9. Schumann CM, Barnes CC, Lord C, Courchesne E. {{Amygdala enlargement in toddlers with autism related to severity of social and communication impairments}}. {Biol Psychiatry};2009 (Nov 15);66(10):942-949.

BACKGROUND: Autism is a heterogeneous neurodevelopmental disorder of unknown etiology. The amygdala has long been a site of intense interest in the search for neuropathology in autism, given its role in emotional and social behavior. An interesting hypothesis has emerged that the amygdala undergoes an abnormal developmental trajectory with a period of early overgrowth in autism; however this finding has not been well established at young ages nor analyzed with boys and girls independently. METHODS: We measured amygdala volumes on magnetic resonance imaging scans from 89 toddlers at 1-5 years of age (mean = 3 years).
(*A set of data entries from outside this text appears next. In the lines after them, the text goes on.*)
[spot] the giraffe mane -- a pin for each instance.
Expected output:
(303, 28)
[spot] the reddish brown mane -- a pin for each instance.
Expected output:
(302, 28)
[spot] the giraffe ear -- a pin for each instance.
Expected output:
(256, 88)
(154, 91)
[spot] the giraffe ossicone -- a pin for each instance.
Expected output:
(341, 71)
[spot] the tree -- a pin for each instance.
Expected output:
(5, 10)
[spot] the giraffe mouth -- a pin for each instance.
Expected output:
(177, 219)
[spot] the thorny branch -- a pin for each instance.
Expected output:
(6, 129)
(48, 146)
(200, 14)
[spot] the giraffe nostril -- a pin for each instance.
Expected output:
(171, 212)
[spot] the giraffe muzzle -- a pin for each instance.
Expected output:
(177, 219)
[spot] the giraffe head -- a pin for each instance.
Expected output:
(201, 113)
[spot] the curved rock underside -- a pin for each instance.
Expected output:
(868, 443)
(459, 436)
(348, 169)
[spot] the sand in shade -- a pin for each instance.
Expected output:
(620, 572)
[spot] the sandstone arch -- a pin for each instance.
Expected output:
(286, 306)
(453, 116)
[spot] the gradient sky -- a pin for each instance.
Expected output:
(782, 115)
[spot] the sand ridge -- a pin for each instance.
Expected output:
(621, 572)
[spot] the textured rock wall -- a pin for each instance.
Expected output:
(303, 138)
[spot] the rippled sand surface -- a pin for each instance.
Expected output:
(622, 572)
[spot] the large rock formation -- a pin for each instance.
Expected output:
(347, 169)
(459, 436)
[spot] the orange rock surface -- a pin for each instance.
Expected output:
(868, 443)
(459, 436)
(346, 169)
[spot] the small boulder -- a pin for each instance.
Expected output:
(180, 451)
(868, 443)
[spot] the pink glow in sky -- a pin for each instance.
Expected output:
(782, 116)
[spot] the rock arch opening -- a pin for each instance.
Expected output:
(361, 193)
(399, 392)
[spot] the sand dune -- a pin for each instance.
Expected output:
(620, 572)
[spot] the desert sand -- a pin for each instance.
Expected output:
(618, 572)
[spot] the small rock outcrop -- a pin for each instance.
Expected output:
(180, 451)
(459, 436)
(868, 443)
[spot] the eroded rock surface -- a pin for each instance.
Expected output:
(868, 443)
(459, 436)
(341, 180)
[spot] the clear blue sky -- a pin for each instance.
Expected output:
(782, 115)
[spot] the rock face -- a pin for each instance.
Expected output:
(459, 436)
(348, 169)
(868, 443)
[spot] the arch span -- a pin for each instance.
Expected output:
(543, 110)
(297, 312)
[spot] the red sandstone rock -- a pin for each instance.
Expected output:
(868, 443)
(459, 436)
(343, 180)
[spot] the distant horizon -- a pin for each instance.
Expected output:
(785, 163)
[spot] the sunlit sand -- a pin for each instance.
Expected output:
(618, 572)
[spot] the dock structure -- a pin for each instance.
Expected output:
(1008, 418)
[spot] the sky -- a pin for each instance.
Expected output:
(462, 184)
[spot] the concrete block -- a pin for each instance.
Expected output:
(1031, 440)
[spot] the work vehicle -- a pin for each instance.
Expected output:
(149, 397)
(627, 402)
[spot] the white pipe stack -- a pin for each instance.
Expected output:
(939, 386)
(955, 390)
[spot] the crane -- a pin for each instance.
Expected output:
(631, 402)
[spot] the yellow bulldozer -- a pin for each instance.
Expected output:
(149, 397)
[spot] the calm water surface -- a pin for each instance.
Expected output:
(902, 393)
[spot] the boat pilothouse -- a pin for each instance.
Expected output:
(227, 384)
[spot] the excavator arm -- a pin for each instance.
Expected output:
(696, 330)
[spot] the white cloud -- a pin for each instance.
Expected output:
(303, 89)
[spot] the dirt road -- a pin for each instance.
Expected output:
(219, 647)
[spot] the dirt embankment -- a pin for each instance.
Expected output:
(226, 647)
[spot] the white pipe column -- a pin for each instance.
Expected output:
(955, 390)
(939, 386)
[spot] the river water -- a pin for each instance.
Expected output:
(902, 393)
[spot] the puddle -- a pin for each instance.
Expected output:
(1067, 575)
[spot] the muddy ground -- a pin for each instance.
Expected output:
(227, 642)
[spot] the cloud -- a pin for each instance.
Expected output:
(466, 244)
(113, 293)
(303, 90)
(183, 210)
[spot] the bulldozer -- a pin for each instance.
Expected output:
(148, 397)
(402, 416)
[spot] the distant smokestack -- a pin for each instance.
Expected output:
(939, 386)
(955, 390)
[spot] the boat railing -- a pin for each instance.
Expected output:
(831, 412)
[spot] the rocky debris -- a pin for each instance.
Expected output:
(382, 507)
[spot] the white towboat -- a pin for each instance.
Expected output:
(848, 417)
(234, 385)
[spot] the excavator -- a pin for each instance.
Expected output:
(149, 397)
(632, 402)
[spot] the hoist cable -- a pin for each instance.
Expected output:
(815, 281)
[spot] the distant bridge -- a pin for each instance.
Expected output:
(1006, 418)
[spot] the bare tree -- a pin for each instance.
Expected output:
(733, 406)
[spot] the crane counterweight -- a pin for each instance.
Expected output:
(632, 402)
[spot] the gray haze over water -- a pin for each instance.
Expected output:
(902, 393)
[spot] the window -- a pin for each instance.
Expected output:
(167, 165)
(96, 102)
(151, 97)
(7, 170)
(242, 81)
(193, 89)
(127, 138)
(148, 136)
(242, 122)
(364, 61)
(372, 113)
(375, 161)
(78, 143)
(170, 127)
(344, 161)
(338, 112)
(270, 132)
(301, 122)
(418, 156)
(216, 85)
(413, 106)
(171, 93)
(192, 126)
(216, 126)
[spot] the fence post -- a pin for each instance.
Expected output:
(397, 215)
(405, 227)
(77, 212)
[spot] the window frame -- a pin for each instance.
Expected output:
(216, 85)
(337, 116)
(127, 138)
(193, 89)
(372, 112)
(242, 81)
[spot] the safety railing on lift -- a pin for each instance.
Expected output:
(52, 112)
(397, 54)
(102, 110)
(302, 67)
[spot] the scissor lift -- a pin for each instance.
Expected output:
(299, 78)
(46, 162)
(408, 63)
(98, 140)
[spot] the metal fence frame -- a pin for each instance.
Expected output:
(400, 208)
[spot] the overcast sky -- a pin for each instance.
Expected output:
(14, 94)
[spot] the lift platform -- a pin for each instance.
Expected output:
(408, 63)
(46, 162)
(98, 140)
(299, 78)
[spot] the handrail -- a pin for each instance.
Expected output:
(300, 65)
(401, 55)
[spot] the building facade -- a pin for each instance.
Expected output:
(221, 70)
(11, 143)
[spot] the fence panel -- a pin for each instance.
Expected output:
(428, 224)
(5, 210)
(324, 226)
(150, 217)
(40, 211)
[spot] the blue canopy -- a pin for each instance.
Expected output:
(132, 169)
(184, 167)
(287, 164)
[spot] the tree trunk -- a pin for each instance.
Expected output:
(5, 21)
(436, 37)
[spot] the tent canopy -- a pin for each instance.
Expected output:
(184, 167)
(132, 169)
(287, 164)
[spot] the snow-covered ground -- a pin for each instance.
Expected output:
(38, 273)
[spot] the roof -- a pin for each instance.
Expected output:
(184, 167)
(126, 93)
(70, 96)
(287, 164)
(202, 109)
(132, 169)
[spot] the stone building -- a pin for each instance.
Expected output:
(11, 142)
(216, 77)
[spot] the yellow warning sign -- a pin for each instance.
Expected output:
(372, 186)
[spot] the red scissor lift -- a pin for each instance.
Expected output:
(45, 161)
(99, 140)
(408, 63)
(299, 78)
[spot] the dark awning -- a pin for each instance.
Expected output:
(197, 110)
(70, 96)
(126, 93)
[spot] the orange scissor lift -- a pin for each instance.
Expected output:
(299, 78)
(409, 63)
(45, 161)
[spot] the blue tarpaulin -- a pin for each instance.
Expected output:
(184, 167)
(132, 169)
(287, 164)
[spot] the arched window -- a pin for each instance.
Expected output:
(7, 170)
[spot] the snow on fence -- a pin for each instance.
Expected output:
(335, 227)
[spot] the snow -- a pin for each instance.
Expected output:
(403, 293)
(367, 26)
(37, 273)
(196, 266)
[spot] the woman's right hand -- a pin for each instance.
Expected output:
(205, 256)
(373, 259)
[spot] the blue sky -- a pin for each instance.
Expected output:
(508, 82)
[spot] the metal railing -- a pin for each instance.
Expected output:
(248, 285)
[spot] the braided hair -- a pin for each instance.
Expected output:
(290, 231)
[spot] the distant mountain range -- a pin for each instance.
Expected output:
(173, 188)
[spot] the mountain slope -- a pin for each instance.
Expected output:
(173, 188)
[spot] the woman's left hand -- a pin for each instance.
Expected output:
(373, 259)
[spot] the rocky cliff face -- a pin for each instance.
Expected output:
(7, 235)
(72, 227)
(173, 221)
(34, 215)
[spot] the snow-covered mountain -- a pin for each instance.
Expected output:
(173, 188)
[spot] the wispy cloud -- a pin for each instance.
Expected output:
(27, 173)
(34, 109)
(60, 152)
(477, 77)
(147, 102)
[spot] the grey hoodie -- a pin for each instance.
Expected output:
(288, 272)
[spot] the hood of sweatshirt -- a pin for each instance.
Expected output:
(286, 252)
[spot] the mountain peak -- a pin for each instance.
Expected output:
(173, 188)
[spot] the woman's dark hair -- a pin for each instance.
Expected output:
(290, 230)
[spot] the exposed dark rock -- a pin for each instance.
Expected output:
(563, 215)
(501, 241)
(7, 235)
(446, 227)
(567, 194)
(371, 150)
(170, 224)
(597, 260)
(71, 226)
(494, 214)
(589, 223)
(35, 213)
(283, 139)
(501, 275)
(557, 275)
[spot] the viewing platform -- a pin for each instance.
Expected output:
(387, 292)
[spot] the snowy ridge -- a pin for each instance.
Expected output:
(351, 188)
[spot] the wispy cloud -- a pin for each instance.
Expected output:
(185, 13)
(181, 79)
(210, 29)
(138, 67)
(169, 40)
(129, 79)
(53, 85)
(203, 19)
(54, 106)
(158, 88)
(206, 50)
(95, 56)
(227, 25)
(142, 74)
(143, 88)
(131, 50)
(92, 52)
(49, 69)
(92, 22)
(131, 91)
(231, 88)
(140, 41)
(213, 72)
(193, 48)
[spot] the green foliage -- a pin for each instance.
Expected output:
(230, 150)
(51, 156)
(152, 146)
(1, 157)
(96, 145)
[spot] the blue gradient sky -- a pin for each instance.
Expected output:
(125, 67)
Each child returned at approximately 5 years of age for final clinical evaluation. RESULTS: Toddlers who later received a confirmed autism diagnosis (32 boys, 9 girls) had a larger right (p < .01) and left (p < .05) amygdala compared with typically developing toddlers (28 boys, 11 girls) with and without covarying for total cerebral volume. Amygdala size in toddlers with autism spectrum disorder correlated with the severity of their social and communication impairments as measured on the Autism Diagnostic Interview and Vineland scale. Strikingly, girls differed more robustly from typical in amygdala volume, whereas boys accounted for the significant relationship of amygdala size with severity of clinical impairment. CONCLUSIONS: This study provides evidence that the amygdala is enlarged in young children with autism; the overgrowth must begin before 3 years of age and is associated with the severity of clinical impairments. However, neuroanatomic phenotypic profiles differ between males and females, which critically affects future studies on the genetics and etiology of autism.